“Therefore, as the elect of God, holy and beloved, put on tender mercies, kindness, humility, meekness, longsuffering”
The list of virtues here is the opposite of the list of vices just denounced in verses 8 and 9. Paul exposed the social sins of the unregenerate man in the previous verses, and now he challenges people to the social virtues of the regenerate man.
“Put on” parallels the preceding “put off.” Having removed the clothes (characteristics) of the unregenerate old man, God wants us to put on the clothes of the new regenerate man.
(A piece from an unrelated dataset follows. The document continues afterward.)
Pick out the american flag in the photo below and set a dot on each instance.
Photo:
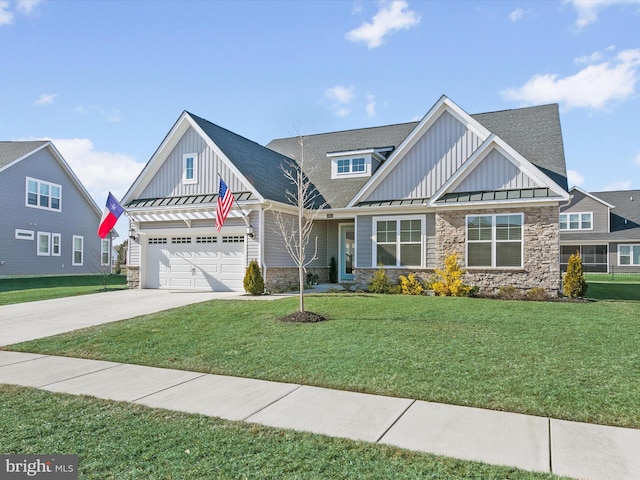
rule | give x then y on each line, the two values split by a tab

“Put on” means to put on a garment. “Put on” can also carry the idea of develop or function. We cannot put on our position of election in Christ, for it is already on the believer. God gave us eternal standing before Him at the point of salvation, which goes on forever. We cannot put on our election, but we can function based on our election or position. We live as those whom God elected; we carry ourselves before others as a child of God.
God orders us to put on eight garments listed in verses 12 and 13.
God expects us to approximate our daily condition to our heavenly state.
God wants us to wear His spiritual garments. It will not do to let these garments hang in the closet of the Word of God. They will not do us any good there. We must wear them in experience.
God expects us to approximate our daily condition to our heavenly state. He wants us to put off the sins of the disposition, but he also wants us to put on the disposition of the new man. It is a robing procedure. We cannot put on the robes of the new man until we have put off the rags of the old man. We cannot put on the robes of praise over those rags. It is not befitting a Christian to come to God wearing the rags of criticism and bitterness. We need spiritual attire to walk in fellowship with Him.